L’ultima patata bollente arriva dal calcio. Alcuni club, fra i quali Brescia e Trapani, sono stati sanzionati dalla Figc per avere utilizzato crediti fiscali inesistenti a copertura di stipendi, tasse e contributi pensionistici. Dopo le sentenze della giustizia sportiva è intervenuta anche la magistratura penale che proprio a Brescia ha messo sotto inchiesta venticinque persone. In sintesi, lo schema prevedeva che le scadenze previdenziali e contributive dei club professionistici venissero soddisfatte con titoli di credito comprati e venduti a sconto. L’operazione è basata sulla falsariga delle pratiche finanziarie sugli npl, i non performing loans o debiti incagliati, come si chiamavano una volta. Per anni, gli npl scaricati sul mercato dai principali istituti bancari hanno fruttato molto bene a società specializzate che pagavano venti quello che domani avrebbe potuto fruttare cento o, alla peggio, ottanta.

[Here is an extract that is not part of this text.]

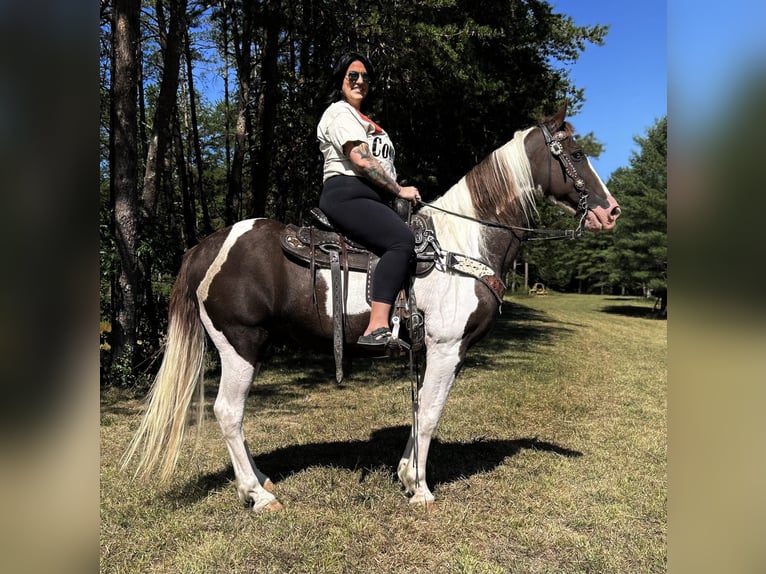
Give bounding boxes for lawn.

Con i crediti fiscali la partita sembrava ancora più sicura perché il pagatore finale, sebbene ritardatario, del bonus edilizio 110 per cento è lo Stato. Il problema è che, dopo la sbornia del decreto varato dal governo Conte II, lo Stato ha dovuto prendere atto di parecchie irregolarità, falsi e truffe nella gestione del superbonus. Ugualmente, secondo quanto risulta dall’inchiesta bresciana che è ancora ai primi passi, alcune imprese hanno iscritto a bilancio crediti inesistenti verso l’Erario e li hanno ceduti. Nei prossimi mesi si saprà se i club, come affermano, erano stati truffati da un’organizzazione di faccendieri che avevano piazzato i loro basisti all’interno delle società di calcio o se sono stati in qualche misura complici in una possibile truffa all’Inps, dunque allo Stato.

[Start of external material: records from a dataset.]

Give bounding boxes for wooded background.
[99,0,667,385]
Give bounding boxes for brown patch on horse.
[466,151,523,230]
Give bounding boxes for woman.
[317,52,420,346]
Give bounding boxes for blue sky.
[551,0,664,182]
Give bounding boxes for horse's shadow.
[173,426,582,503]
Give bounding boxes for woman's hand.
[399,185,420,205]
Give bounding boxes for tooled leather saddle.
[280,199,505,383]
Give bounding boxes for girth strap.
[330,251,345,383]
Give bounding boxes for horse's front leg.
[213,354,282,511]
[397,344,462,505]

Per inciso, questo stesso tipo di truffa riguarda la ministra del turismo Daniela Santanchè che, secondo la Procura di Milano, avrebbe percepito in modo indebito 126 mila euro per oltre 20 mila ore di cassa integrazione Covid nel 2020-2022 erogate a 13 dipendenti delle sue società Visibilia Editore e Visibilia Concessionaria. Ma il risarcimento del danno patrimoniale che l’Inps ha accettato ritirandosi da parte civile potrebbe giocare a vantaggio della ministra.